Identification of apoptotic cells in tissue sections using in situ DNA end labelling (ISEL). This figure shows a section of human liver tissue from a patient with end stage primary biliary cirrhosis. Strongly staining ISEL positive cells (red) can be seen; in this case, in the bile duct within the portal tract.

Other techniques exploit the changes in nuclear morphology and cell membrane biochemistry, and in some circumstances allow for the automated measurement of apoptosis via flow cytometry. These methods rely on various combinations of propidium iodide, which can enter necrotic cells and stain the nucleus, and labelling of the cell surface phosphatidyl serine residues, which are expressed at early stages of apoptosis, with an anticoagulant protein called annexin V, conjugated to a reporter molecule, such as fluorescein or biotin (fig 7).

Figure 7

Quantitative assessment of apoptosis using flow cytometry. This figure shows a typical profile for activated peripheral blood lymphocytes that have been stained with propidium iodide (PI) or annexin V and subjected to fluorescence activated cell sorting. Each dot represents an individual cell. Viable cells stain with neither PI nor annexin V. Apoptotic cells stain with annexin V only, whereas necrotic cells stain with both.

The downstream intracellular events of apoptosis can also be assessed using a variety of cell and molecular biological approaches. Again an abundance of commercially available reagents are readily available. Gene expression and the consequent protein synthesis can be monitored using western immunoblotting (for proteins) and reverse transcriptase PCR (for mRNAs). A wide range of antibodies to receptors, ligands, transcription factors, caspases, and tumour supressor gene products permits localisation of many molecules using immunohistochemistry. There are also several chromogenic substrates, with varying degrees of specificity for the caspase family members, which allow for functional assessment of enzyme activity.

The implications of apoptosis in disease and potential for treatment

The consequences of manipulating apoptosis are potentially beneficial and deleterious. Although we still have much to learn, we already know that the system is extremely complex, and there are several areas where the modulation of apoptotic death could be of benefit in the treatment of disease in the future.

  1. Control of malignant disease: the induction of apoptosis in malignant cells would be desirable.

  2. Delay of premature senescence/neurodegenerative disorders: the prevention or delay of apoptosis in neural cells is a desirable goal.

  3. Regulation of inflammatory disease: the induction of apoptosis and phagocytosis would be desirable for the suppression/and resolution of the inflammatory response.

  4. Treatment of transplant rejection: the prevention of apoptosis in parenchymal cells and the induction of apoptosis for establishing immunological tolerance (cells of the immune system) would both be desirable in this setting.

  5. Regulation of tissue regeneration/repair: induction of apoptosis would be useful to limit fibroblast activity and control scar formation.

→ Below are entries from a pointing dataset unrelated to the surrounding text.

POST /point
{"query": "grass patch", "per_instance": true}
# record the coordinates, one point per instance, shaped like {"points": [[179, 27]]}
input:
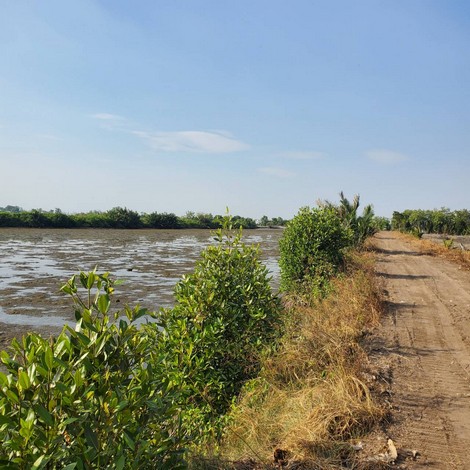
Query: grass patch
{"points": [[309, 402], [432, 248]]}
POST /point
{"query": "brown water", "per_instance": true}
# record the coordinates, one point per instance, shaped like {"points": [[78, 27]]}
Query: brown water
{"points": [[34, 263]]}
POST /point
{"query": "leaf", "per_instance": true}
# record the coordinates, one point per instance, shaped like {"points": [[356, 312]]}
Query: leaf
{"points": [[3, 379], [44, 414], [23, 380], [129, 441], [103, 303], [91, 437], [12, 396], [70, 466], [39, 463], [48, 358], [121, 462]]}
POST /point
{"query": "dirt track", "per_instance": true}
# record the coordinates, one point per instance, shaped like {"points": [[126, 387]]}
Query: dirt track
{"points": [[425, 342]]}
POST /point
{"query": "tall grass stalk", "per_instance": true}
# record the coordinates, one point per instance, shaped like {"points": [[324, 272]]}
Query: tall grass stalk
{"points": [[309, 398]]}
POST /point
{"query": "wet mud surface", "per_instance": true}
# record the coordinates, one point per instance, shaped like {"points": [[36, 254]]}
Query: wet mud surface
{"points": [[35, 263]]}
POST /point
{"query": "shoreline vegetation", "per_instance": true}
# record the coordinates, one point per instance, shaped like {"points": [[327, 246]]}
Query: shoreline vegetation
{"points": [[233, 376], [123, 218]]}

The potential for therapeutic intervention in any of these scenarios is theoretically possible, and there are already some studies in each of these settings that suggest short term beneficial effects. The predominant problems with treatments aimed at such a widespread cellular mechanism are the difficulties associated with achieving the necessary degree of specific targeting to the cells or genes of interest. At the moment, strategies for the modulation of apoptosis involving both gene therapy and non-gene therapy approaches are being pursued vigorously worldwide. It remains to be seen which, if any, approach will be sufficiently successful to offer real hope for therapeutic use in the treatment of a disease where dysregulation of cell death is implicated.